La riunione, coordinata da una donna -quindi molto meglio riuscita di quella del Master di mercoledì- presenta i corsi e i professori. C’è una predominanza maschile netta che mi delude un po’. L’età media tende al livello sequoia, il tasso di ironia e bon ton (ognuno conclude con “Merci”) è alto. Nessuno applaude agli interventi, finalmente. Il professor Gaudard mi conferma che anche per gli erasmus ci sono possibilità di stage. Gongolo. Mi chiede se sono tedesco. No, Italiano. Ma non hai l’accento italiano. Compiacciomi. Da quando sono qui mi hanno dato dello svizzero, dell’Olandese e del Tedesco. Meltingpottomi.
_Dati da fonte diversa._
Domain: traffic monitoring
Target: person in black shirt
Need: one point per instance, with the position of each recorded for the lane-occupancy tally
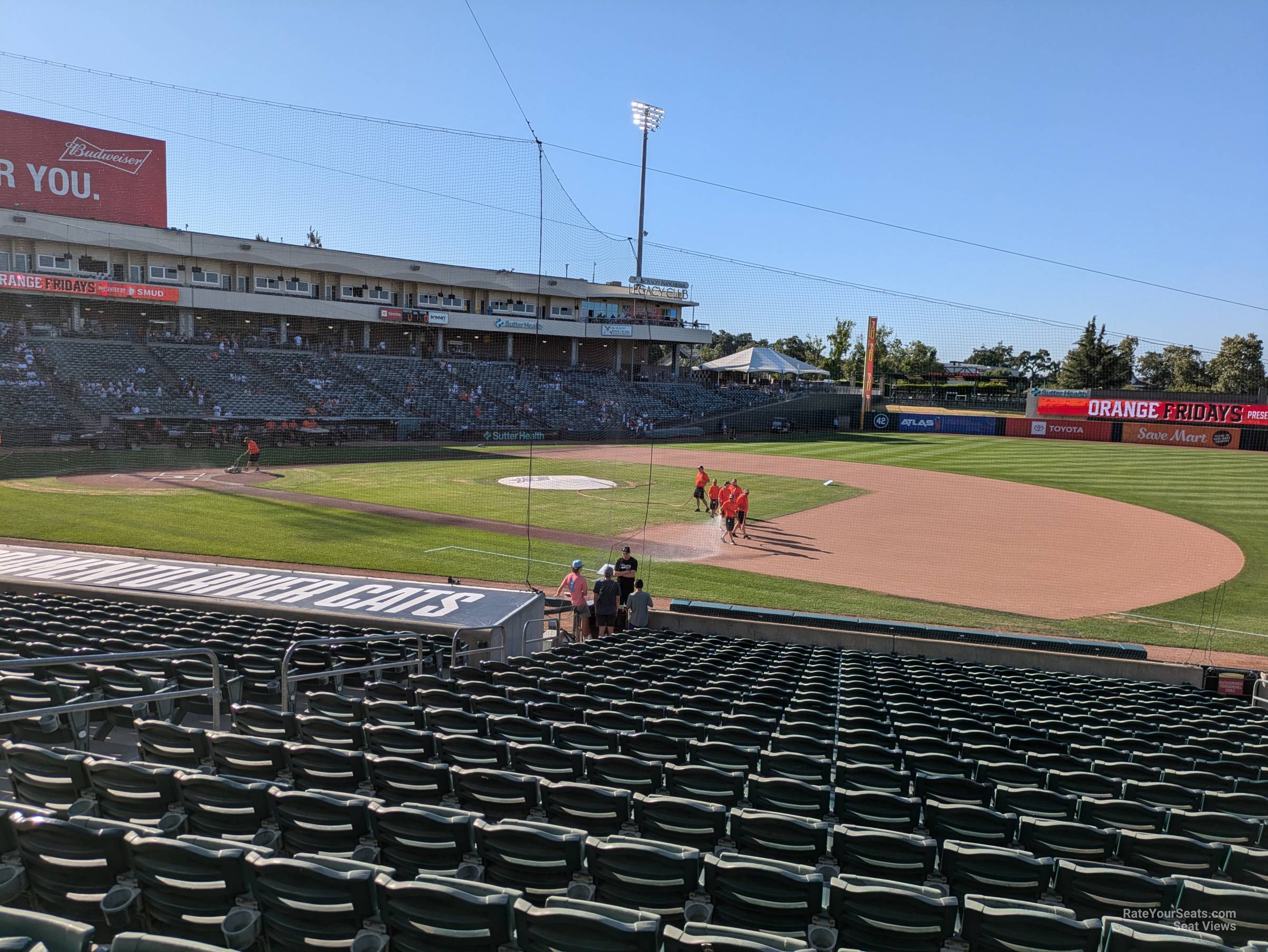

Uscito, recupero il mio bolide- ah se il Che avesse avuto questo sulla Panamericana- e vado a pranzare con altri colleghi al Jardin du Luxembourg, verso il Jardin du Cavalier de la Salle, dove ci si può sedere sull’erba. Vista magnifica, baguette, insalata.
Sulla via del ritorno trovo due negozi di bici nuove e usate. Le usate a 190 euro e la fatica fatta per tornare a casa mi fanno rivedere i miei progetti. Proverò ai mercati periferici; una buona idea sarebbe lasciare una base mobile in centro da raggiungere in metro. Questo se il prezzo di un possibile furto non fosse elevato. Ritorno attraverso il Marais, passando per place des Vosges, e arranco per rue Charonne, questa volta in salita. Ansimo fino al quinto piano. Doccia, cena. “Usciamo?” una coalizione franco-tedesca mi trascina nuovamente a Montmartre, non faccio resistenza. Bordeaux, musica e luci dal Sacro cuore, passeggiata per Place de Tentre e ritorno in Foyer. Chiacchierata finale in camera mia, l’unico senza coinquilino. Si incrociano dati italo-tedeschi sul destino europeo. Pochi vorrebbero restare nel proprio paese, nessuno ha una buona economia, l’Italia è a zero prospettive, la Germania un progetto mancato. Si conclude che comunque da noi la situazione è disperata, che la Costituzione Europea bocciata è stato un brutto colpo, che in Germania purtroppo non c’è un cancelliere e in Italia purtroppo c’è. Nessuno crede che i nostri magistrati siano attaccati dalla politica, tutti credono all’influenza del Vaticano. Ce l’abbiamo noi, ce l’abbiamo noi.